A dogma is a truth revealed by God. A truth not revealed by God cannot suddenly become a truth revealed by God after the death of the last Apostle. The Immaculate Conception was therefore always a dogma, but its handing on by the ordinary Magisterium had become obscured a bit in St. Thomas’s time and the Church had not issued an extraordinary definitive judgment on the issue. Being wrong is not a sin when you are in good faith, which St. Thomas certainly was. In such cases, the faith of the Church covers you, as Pope Innocent IV wrote: “In that case, the faith of the Church replaces his opinion, though his opinion is false, it is not his faith, but his faith is the faith of the Church.” (Innovent IV, Commentaria in quinque libros decretalia, Ad liber I)

“Revealed truth” is an ongoing problem for systems that rely heavily on revelation. Here. a Saint and Church Father was obviously in disagreement with an idea that someone(s) felt had been revealed to them…it was not a dogma in his time and to somehow make it so does not fit the facts. The fact that it had to be declared in 1854 shows that there was a great deal of disagreement.

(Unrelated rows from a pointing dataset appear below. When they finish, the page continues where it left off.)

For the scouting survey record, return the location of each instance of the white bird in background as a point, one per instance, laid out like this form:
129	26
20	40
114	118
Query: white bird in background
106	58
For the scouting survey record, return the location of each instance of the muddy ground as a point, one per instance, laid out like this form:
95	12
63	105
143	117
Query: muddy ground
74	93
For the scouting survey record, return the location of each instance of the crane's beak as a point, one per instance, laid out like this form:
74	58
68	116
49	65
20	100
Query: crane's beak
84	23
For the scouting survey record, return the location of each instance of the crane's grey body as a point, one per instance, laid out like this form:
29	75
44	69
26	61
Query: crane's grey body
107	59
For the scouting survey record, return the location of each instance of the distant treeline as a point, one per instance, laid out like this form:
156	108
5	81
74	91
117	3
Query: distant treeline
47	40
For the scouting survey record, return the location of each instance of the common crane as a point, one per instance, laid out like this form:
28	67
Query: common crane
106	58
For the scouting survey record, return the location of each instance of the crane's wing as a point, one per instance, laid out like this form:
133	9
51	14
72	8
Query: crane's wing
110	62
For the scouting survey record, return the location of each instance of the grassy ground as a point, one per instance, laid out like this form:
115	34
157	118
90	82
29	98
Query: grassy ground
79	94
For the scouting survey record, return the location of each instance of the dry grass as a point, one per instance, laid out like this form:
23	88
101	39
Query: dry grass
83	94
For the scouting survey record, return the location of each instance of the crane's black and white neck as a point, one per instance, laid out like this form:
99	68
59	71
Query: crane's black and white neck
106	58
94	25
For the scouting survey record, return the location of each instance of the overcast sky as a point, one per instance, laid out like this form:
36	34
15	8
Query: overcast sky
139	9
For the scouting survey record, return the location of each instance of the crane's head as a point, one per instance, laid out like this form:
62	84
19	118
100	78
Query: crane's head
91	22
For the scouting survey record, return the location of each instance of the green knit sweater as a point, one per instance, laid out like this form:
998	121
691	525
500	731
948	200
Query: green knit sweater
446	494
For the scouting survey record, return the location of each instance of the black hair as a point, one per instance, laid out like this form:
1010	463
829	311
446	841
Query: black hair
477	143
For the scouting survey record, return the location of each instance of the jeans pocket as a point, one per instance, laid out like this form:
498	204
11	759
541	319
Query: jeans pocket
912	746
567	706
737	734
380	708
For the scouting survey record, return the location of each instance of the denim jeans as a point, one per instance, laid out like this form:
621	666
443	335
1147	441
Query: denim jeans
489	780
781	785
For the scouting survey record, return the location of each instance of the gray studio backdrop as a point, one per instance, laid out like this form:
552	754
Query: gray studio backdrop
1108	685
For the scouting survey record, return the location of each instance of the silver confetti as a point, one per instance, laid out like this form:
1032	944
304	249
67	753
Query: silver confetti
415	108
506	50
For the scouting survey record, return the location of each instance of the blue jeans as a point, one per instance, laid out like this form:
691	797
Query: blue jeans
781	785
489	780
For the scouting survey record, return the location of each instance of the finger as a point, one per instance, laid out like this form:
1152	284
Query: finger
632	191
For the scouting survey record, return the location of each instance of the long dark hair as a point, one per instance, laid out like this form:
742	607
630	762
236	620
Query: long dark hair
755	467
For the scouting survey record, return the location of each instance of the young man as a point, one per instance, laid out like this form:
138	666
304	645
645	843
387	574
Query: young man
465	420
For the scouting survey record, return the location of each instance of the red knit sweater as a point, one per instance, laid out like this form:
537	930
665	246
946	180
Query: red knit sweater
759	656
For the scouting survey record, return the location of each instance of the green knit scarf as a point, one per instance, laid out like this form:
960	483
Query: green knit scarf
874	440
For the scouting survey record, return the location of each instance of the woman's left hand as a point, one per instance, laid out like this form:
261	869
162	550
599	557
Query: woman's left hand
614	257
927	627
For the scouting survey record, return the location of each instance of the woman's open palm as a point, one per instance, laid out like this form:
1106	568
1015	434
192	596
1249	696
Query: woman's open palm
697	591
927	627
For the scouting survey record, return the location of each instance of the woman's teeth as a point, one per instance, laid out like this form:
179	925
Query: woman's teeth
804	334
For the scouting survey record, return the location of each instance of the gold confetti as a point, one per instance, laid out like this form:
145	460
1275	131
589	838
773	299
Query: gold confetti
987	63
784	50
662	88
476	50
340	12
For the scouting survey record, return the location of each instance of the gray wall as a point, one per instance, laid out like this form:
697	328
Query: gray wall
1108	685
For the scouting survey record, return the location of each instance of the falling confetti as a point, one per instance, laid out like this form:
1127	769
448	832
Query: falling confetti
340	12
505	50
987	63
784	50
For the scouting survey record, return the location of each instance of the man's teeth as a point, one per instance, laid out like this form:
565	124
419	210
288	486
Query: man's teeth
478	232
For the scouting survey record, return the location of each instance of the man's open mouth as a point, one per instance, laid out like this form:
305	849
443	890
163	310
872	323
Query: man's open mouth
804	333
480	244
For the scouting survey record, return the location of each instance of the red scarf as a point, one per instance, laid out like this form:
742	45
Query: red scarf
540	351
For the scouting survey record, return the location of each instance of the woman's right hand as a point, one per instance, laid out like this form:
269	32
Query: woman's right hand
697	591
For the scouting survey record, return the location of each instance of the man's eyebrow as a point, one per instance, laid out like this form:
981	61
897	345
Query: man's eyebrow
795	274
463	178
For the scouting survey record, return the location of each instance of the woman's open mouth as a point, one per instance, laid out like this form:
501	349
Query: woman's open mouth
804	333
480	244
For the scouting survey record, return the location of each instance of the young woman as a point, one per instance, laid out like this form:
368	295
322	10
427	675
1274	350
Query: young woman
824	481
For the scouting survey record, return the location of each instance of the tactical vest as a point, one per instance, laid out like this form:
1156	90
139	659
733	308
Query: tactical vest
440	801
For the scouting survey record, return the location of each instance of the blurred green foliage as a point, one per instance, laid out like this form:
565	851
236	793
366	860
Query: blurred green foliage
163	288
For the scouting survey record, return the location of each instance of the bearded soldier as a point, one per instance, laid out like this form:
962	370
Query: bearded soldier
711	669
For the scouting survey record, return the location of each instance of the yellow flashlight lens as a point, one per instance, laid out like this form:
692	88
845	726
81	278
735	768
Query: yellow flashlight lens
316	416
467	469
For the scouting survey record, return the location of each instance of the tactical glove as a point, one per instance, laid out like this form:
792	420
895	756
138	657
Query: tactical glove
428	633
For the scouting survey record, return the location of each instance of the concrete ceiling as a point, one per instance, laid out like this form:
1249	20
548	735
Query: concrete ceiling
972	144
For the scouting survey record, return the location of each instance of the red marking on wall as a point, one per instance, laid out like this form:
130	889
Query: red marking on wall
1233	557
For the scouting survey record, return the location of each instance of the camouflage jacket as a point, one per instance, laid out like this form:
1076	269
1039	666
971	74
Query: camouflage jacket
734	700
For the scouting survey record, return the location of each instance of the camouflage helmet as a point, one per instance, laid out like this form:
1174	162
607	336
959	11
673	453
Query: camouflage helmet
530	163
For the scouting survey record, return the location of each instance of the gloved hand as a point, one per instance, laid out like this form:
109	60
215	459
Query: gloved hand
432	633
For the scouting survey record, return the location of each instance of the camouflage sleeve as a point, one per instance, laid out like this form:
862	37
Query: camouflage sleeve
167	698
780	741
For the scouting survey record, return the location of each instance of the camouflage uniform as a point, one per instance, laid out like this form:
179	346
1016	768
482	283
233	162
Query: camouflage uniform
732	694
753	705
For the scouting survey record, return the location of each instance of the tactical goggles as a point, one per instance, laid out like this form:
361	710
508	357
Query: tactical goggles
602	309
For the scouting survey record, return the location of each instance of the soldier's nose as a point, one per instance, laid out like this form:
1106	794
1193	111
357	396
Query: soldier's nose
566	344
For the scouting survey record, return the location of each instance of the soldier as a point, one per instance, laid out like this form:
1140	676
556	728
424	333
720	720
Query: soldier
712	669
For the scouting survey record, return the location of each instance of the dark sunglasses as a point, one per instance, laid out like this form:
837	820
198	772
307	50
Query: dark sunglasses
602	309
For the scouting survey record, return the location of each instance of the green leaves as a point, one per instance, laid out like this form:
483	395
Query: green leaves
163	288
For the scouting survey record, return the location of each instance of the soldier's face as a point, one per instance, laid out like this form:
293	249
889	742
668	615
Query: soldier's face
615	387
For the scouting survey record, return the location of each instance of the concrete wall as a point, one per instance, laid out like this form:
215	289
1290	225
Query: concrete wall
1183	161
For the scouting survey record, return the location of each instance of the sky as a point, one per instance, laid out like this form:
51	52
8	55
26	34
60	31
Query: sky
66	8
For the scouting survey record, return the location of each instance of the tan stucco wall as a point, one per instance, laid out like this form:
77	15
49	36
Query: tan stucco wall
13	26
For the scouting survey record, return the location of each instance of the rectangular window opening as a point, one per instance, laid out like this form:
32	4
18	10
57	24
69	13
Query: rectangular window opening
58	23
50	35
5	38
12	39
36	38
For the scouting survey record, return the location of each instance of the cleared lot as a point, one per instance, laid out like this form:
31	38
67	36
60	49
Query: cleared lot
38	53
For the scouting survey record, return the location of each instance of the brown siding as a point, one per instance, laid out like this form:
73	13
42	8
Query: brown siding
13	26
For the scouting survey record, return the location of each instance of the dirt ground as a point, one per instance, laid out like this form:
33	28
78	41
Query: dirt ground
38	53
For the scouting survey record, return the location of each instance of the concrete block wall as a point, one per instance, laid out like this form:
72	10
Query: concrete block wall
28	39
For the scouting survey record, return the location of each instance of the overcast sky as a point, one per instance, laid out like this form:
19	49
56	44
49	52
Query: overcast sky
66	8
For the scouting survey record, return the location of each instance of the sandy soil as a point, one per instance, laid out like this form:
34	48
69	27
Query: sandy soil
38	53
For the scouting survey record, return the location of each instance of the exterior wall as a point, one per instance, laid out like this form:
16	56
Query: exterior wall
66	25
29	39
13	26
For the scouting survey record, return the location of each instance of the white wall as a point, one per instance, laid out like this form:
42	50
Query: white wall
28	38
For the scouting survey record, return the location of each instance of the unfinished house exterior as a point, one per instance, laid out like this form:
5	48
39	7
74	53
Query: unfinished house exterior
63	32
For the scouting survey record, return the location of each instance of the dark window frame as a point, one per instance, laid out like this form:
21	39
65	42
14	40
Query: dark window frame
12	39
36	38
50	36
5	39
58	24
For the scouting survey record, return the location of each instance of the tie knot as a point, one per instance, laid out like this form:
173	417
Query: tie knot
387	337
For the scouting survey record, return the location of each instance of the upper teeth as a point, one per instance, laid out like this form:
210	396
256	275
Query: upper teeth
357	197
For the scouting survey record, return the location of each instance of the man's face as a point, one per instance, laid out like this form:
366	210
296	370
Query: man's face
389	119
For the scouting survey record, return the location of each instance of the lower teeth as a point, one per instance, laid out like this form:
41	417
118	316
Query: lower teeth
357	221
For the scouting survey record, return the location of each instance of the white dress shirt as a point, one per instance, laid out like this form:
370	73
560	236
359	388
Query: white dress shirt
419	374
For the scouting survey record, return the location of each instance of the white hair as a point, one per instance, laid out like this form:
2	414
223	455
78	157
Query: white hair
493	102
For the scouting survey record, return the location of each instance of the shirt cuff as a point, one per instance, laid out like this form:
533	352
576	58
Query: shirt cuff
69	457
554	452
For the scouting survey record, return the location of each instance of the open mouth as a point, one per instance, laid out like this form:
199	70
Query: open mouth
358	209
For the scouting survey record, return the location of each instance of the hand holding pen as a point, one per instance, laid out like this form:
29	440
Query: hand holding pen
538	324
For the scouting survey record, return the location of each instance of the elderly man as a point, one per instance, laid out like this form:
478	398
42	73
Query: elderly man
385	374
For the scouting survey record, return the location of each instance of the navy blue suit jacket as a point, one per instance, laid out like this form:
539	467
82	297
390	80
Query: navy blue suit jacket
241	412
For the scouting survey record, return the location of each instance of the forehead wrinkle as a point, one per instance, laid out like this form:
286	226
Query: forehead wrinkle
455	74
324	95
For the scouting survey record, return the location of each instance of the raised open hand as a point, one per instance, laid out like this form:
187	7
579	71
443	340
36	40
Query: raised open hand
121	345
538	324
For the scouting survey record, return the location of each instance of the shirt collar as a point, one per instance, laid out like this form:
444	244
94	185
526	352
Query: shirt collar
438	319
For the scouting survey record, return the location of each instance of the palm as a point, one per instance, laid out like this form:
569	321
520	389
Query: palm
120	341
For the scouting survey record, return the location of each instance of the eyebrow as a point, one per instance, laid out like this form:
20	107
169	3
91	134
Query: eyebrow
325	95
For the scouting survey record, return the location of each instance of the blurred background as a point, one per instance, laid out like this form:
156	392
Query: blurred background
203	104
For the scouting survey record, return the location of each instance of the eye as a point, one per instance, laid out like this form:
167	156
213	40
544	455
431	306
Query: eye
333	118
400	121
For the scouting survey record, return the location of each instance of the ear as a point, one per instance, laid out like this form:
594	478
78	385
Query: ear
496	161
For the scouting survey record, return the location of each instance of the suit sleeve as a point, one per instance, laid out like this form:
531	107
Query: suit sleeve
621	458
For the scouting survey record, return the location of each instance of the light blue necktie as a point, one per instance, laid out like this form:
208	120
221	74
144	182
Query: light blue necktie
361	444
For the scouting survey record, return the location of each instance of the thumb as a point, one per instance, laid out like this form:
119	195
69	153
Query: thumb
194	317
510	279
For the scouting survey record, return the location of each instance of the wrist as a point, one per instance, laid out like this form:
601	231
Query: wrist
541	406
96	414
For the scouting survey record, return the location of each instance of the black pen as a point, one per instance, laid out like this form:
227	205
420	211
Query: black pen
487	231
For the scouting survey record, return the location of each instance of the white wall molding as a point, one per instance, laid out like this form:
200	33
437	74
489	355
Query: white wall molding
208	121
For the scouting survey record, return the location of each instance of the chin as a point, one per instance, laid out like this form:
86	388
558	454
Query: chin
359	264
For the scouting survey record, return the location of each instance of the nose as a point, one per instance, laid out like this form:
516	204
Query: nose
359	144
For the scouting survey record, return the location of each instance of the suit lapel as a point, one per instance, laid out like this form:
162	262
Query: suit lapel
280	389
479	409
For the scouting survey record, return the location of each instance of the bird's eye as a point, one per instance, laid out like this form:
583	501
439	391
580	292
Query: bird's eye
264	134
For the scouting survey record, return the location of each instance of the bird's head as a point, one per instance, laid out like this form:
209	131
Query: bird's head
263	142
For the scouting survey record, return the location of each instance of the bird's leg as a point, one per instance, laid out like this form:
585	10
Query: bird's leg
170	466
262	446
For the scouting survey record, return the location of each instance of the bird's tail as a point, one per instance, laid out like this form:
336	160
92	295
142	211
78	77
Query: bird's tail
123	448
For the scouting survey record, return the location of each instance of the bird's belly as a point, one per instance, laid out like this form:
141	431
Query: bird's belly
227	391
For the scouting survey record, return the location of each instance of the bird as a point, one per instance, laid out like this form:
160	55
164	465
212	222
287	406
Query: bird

Actually, there was a much simpler out for the Church. Since they believe that Jesus is God and therefore, eternal, Mary was simply saved from all time. Of course that brings in other thorny issues like predestination.

Glad you agree with me.

Am I looking at this too simply? There seems to be agreement that Mary was free from Original Sin when she was born.

The debate is whether she was kept from OS at the moment of conception or conceived with OS and cleansed while in utero is it not? If so, then who can decide dogmatically what is true? Only the Church and the Church has said the former.

Individual Catholics, even Aquinas, are free to ponder, debate and discuss but they cannot dismiss what the Church has said is a truth.

The difference is, when in the early church people challenged a dogma, they were (rightfully) labeled heretics. Think about Arius, for instance. So either:

  1. the teaching wasn’t dogma or wasn’t taught since the start
    or
  2. Aquinas was a heretic in this regard

I opt for no. 1.

You are right that he was wrong, and of course I’m not one of those who believes that Aquinas was always right. But my point is, the doctrine obviously wasn’t consistently taught or believed in the medieval Church. So we can’t hold the doctrine of the Immaculate Conception as a teaching that was held right from the start, as some claim.

The fact that the Immaculate Conception is dogma today is proof beyond question that it was part of the original deposit of faith.

All dogmas are either part of the original deposit of faith or they are invented. Those are the only two options. It is either revealed truth or it is made up. Those are your only choices.